I am not sure what to say about that one, but I am starting to worry about you a bit.


----------



## HauntCast (Jul 25, 2008)

That is warped, I love it of course.


----------



## IMU (Apr 8, 2009)

Awesome! Just another wonderful creation Dave! BRAVO!!!!!!


----------



## dubbax3 (Jan 22, 2008)

Dude your are pretty much the ****! Very inspirational.


----------



## psyko99 (Jan 11, 2008)

You're just sick Dave, very sick  . Awesome job!


----------



## Spooklights (Jul 4, 2006)

I love your prop, and the story that goes along with her is great. I'll never look at old wive's tales in the same way again.


----------



## The Bloodshed Brothers (Jan 25, 2009)

sweet


----------



## Otaku (Dec 3, 2004)

Love the story of Sarah. Well done (and said), Dave!


----------



## Monstermaker (Aug 4, 2008)

You need to take all of your creations and your back-stories and make a book out of them. "Mystic tales from the Shadow Farm"


----------



## RoxyBlue (Oct 6, 2008)

Monstermaker said:


> You need to take all of your creations and your back-stories and make a book out of them. "Mystic tales from the Shadow Farm"


Ooh, ooh, can I be the narrator when it comes out for Books on Tape?


----------



## RoxyBlue (Oct 6, 2008)

(edited to remove the double post - that's twice today!!!!)


----------



## STOLLOWEEN (Apr 13, 2008)

Beautiful work Dave..the combination of prop and story is brilliantly cohesive and yes, the concept of a book or even a film based on your props and backstory is very enticing. 

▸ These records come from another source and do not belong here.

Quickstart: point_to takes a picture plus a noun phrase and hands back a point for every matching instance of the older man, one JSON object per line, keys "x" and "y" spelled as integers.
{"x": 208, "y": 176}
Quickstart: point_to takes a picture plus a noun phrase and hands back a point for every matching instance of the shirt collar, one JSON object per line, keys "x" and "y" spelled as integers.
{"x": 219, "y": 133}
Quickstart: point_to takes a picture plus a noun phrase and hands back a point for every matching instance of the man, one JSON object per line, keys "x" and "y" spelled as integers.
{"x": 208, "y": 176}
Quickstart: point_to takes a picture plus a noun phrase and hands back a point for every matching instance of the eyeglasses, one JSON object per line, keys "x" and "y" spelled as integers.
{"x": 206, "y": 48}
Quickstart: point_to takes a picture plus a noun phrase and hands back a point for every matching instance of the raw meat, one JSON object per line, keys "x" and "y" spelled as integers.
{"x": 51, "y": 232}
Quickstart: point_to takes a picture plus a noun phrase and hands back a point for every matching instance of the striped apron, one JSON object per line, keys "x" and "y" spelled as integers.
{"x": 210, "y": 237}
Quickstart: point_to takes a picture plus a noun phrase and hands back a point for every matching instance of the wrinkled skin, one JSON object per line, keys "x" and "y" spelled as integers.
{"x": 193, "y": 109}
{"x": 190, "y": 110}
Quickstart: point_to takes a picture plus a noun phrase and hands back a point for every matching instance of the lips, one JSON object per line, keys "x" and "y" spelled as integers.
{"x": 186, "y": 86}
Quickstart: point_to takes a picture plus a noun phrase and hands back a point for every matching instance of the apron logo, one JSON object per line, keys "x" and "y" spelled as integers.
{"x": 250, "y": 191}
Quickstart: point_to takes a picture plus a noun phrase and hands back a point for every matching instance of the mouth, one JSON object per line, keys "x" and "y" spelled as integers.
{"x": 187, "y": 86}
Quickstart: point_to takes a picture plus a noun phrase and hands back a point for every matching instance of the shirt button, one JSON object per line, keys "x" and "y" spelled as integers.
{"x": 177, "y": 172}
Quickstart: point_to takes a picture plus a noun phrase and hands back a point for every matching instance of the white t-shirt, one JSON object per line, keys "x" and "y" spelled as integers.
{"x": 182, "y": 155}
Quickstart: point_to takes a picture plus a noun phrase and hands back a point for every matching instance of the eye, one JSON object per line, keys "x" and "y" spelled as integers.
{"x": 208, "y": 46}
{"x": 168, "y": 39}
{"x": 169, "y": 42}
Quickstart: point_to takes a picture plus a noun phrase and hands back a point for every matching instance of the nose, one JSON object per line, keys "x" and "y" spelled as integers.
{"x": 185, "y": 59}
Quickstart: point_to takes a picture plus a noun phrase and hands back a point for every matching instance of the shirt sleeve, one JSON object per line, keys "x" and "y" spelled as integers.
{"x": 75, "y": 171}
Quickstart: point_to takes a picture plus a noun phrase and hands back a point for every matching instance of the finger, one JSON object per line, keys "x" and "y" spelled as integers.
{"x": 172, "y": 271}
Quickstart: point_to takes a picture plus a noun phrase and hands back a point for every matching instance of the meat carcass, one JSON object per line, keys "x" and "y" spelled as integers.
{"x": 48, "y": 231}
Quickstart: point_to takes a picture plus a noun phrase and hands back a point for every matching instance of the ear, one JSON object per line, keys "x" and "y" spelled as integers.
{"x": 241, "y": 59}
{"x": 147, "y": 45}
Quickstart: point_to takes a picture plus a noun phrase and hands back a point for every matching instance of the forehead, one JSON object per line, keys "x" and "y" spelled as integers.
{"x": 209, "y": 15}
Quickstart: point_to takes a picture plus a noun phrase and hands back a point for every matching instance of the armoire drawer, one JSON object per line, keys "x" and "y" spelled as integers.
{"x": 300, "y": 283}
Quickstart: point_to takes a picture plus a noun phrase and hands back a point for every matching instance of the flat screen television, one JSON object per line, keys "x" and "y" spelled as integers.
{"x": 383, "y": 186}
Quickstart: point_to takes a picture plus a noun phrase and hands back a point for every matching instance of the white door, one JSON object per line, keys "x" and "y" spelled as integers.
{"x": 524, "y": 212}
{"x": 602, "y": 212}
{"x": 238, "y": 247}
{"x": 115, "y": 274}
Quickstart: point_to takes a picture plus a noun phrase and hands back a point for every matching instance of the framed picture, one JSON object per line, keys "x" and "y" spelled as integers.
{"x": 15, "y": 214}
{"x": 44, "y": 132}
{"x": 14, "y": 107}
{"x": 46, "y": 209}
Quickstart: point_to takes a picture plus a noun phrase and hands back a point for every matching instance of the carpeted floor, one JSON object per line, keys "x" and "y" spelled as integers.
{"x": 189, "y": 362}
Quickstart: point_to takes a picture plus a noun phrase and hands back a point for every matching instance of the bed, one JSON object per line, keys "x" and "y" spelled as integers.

The blog is great as well, love seeing everything all together in the same place, great beyond words.


----------



## Monk (Aug 26, 2008)

I like the ideaof a book. The props and backstory are amazing.


----------



## dave the dead (Jan 31, 2007)

Thanks everyone. I have really enjoyed writing the back stories over the last year or so, and am amazed at how the the story is finding ways to tie together seemingly unrelated characters.


----------



## Fiend4Halloween (Aug 28, 2008)

love these morbid lil characters. Keep up the great work.


----------



## Ghostess (Aug 21, 2005)

So sad... so cool though. I love that you always have a back story to go with each prop. It really brings them to life in a unique way.


----------



## Spooky1 (Aug 25, 2008)

Dave, your artwork reminds me of Dave McKean's art. Maybe you secretly are Dave McKean? I've been a fan of his work from back when he was doing the cover art for Hellblazer and Sandman comics.


----------



## Ghoul Friday (Oct 6, 2007)

Poor poor Poe. Hopefully one day there'll be a follow up story.

Perhaps you could build a creature to eat the bottle lady.


----------